Correct Answer & Explanation

. Distal femur


Explanation

The normal mLDFA is approximately 87-88 degrees. An mLDFA of 78 degrees indicates a significant valgus deformity originating in the distal femur. The normal mMPTA confirms the tibia is not the primary source of the valgus.

Question 3057

Topic: Lower Extremity Trauma

A patient with a tibial shaft deformity has an osteotomy performed strictly following Paley's Rule 3. The hinge is placed at the osteotomy site, which is located 4 cm away from the CORA. What is the expected biomechanical consequence?

. Perfect alignment of the mechanical axis without translation.
. Pure translation of the bone ends.
. Creation of a secondary translation deformity.
. Complete failure of regenerate bone formation.
. Immediate correction of the joint line convergence angle.

Correct Answer & Explanation

. Creation of a secondary translation deformity.


Explanation

Paley's Rule 3 states that if the osteotomy and the hinge are both separated from the CORA, angular correction will result in a secondary translation deformity. This leads to a zig-zag deformity and fails to collinearly align the proximal and distal mechanical axes.

Question 3058

Topic: 2. Trauma

What is the physiological purpose of the 5-7 day 'latency period' following a corticotomy before initiating distraction osteogenesis?

. To allow the soft tissue envelope to completely heal and seal the pin sites.
. To permit the initial hematoma to organize and mesenchymal stem cells to differentiate.
. To prevent acute compartment syndrome by reducing intraosseous pressure.
. To allow time for the patient to learn how to turn the struts on the spatial frame.
. To ensure that the corticotomy site has fully united before pulling it apart.

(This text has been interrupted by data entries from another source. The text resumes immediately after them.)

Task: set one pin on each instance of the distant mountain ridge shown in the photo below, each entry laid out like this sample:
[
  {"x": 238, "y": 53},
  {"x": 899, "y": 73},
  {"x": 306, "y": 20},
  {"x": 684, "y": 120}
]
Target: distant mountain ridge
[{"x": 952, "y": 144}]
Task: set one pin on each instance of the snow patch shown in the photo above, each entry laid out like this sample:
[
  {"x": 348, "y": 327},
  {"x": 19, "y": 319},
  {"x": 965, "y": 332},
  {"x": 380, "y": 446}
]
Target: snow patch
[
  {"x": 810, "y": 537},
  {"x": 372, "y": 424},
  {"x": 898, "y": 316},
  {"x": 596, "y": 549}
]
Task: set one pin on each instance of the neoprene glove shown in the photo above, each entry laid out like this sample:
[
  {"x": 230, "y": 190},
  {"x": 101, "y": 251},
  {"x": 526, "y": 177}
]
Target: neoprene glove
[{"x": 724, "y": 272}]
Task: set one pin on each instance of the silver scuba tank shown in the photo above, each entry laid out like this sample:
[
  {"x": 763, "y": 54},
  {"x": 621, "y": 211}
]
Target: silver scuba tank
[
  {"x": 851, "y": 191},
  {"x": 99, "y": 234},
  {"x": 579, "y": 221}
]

Correct Answer & Explanation

. To permit the initial hematoma to organize and mesenchymal stem cells to differentiate.


Explanation

A latency period of 5-7 days allows for the resolution of acute inflammation and the organization of the fracture hematoma. This permits mesenchymal stem cells to migrate and differentiate, establishing the vital cellular machinery required for osteogenesis.

Question 3059

Topic: Lower Extremity Trauma

When evaluating a patient's standing AP radiograph for mechanical axis deviation (MAD), the Joint Line Convergence Angle (JLCA) is measured at 6 degrees converging medially (normal is 0-2 degrees). What does this finding indicate?

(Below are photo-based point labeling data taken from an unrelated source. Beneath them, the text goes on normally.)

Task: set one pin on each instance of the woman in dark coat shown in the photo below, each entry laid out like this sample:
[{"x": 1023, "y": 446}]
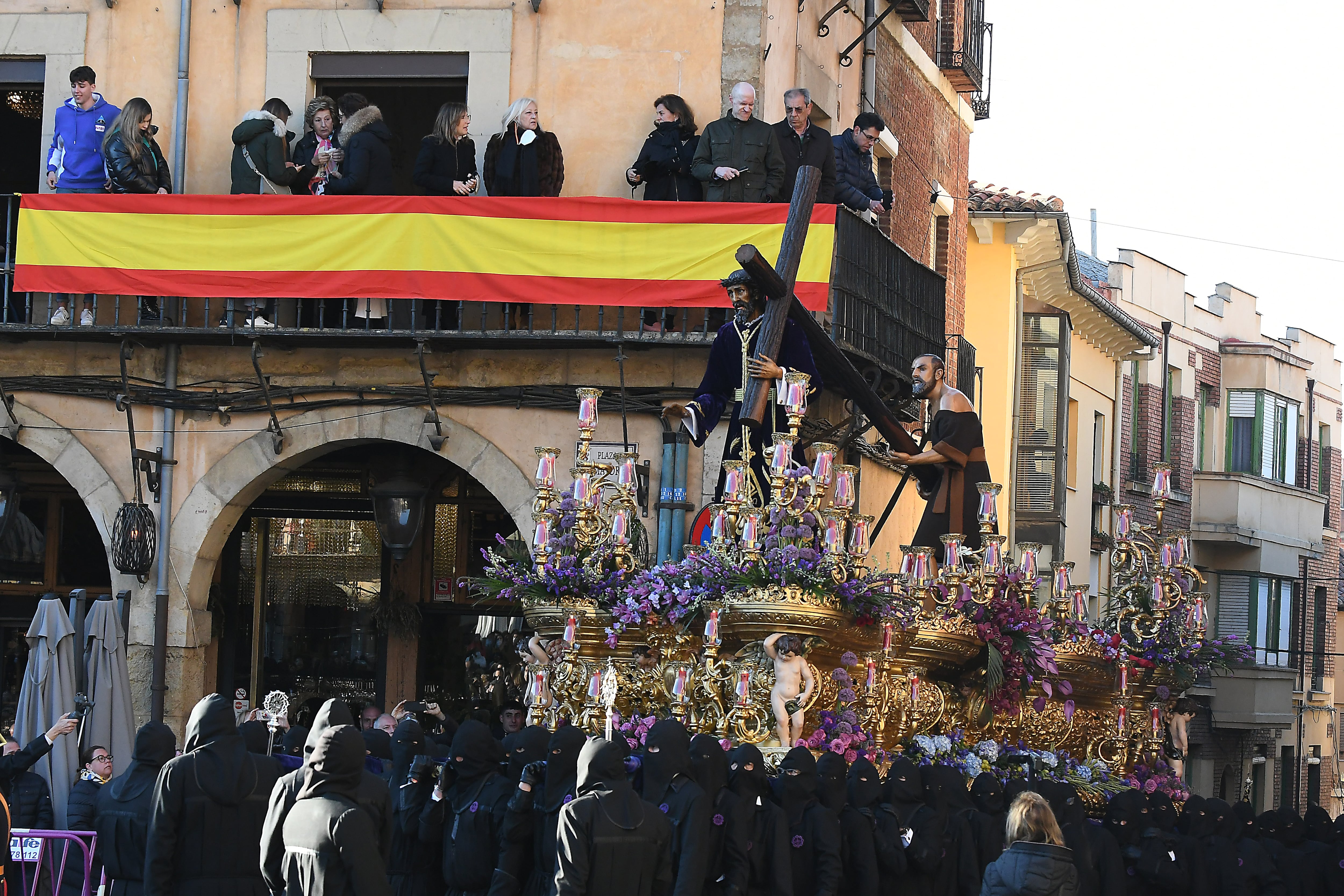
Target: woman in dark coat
[
  {"x": 664, "y": 163},
  {"x": 523, "y": 160},
  {"x": 331, "y": 844},
  {"x": 447, "y": 160},
  {"x": 210, "y": 802},
  {"x": 123, "y": 815}
]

. Normal physiological alignment.
. A purely extra-articular diaphyseal deformity.
. Intra-articular deformity or ligamentous laxity causing joint space opening.
. A severe fixed valgus deformity of the distal femur.
. An excessive mechanical medial proximal tibial angle.

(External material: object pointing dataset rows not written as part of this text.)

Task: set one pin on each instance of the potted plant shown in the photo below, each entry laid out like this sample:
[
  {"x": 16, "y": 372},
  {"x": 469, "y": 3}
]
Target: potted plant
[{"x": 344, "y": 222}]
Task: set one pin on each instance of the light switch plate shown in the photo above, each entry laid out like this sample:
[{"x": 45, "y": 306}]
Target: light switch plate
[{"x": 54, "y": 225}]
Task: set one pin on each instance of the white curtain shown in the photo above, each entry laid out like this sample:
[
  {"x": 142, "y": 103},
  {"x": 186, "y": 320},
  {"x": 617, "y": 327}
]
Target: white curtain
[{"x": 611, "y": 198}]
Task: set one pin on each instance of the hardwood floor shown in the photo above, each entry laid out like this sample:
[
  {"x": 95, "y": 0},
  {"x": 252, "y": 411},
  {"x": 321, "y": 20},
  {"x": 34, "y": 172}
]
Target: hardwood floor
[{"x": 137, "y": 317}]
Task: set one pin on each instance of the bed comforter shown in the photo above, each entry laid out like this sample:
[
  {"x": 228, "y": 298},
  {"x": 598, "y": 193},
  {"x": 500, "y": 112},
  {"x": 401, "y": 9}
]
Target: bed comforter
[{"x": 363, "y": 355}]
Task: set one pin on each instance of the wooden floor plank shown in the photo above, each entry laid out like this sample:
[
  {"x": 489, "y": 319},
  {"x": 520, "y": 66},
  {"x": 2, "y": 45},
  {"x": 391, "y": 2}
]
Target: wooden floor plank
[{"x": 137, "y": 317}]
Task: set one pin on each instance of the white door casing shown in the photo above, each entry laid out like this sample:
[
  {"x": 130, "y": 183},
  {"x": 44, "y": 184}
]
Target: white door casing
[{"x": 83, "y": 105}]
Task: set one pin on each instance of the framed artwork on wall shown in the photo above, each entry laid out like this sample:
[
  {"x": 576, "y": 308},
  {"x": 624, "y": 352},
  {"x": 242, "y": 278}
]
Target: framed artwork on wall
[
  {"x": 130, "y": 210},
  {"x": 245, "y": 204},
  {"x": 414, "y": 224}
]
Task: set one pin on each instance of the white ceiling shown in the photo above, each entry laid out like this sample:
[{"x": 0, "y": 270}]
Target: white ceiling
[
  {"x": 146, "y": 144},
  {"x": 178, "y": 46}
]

Correct Answer & Explanation

. Intra-articular deformity or ligamentous laxity causing joint space opening.


Explanation

The JLCA evaluates the parallelism of the knee joint lines. An abnormally high JLCA (e.g., 6 degrees) implies that the mechanical axis deviation is partly or completely due to intra-articular causes, such as lateral cartilage loss or lateral collateral ligament laxity.

Question 3060

Topic: Lower Extremity Trauma

A 25-year-old female presents with bilateral knee pain and clinical genu valgum. Full-length standing radiographs reveal a mechanical axis deviation (MAD) of 25 mm laterally on the right leg. The surgeon measures joint orientation angles to isolate the source of the deformity. Which of the following values strongly indicates that the femur is the primary source of her valgus deformity?

. Mechanical lateral distal femoral angle (mLDFA) of 81 degrees.
. Mechanical medial proximal tibial angle (mMPTA) of 88 degrees.
. Mechanical lateral distal femoral angle (mLDFA) of 95 degrees.
. Mechanical medial proximal tibial angle (mMPTA) of 95 degrees.
. Anatomic lateral distal femoral angle (aLDFA) of 81 degrees.

Correct Answer & Explanation

. Mechanical lateral distal femoral angle (mLDFA) of 81 degrees.


Explanation

The normal mLDFA is approximately 87-88 degrees. An mLDFA significantly less than 85 degrees (such as 81 degrees) indicates a valgus deformity of the distal femur. An mLDFA of 95 degrees would indicate femoral varus.